Supporters of the Open Streets program said there has been a 42 percent drop in traffic crashes since its implementation in 2020.
But not everyone was thrilled by the city’s news. Boos and screams overshadowed Monday’s Halloween announcement as a handful of Jackson Heights community members aired their frustrations with the city program.
Speakers and hecklers went back and forth during the press conference trying to establish dominance ahead of a ribbon cutting to celebrate the road’s redesign into Paseo Park.
Bryan Barrett said he joined his neighbors angered by the difficulties they say closing the streets has caused first responders to access the area, as well as residents requiring Access-A-Ride vehicles.
“I view this as a slap in the face,” Barrett said, demanding more conversation with the city. “Open Streets has literally caused a divide. They put boulders in the streets, it’s hard for the emergency vehicles to get to the sick people .”
“The thing is we keep talking, we keep asking for compromise and they don’t want to do it and we’re tired of it,” Julia Maddox, another community resident protesting the streets program, said.
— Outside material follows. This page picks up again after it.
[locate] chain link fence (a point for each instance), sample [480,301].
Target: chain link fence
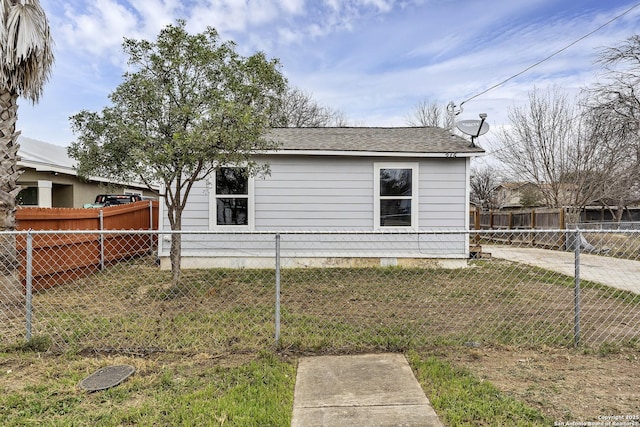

Not everyone in the neighborhood is against the city’s program or the holiday expansion. Robin Mitchell spoke with some of his neighbors, hoping to find common ground.
“I agree that human life has been impacted, but I think it’s been impacted in all the right ways,” he said. “I understand what people are saying about Access-A-Ride and the firetrucks, we totally need to make sure that Access-A-Ride can get to the people that need it. We can totally make that happen.”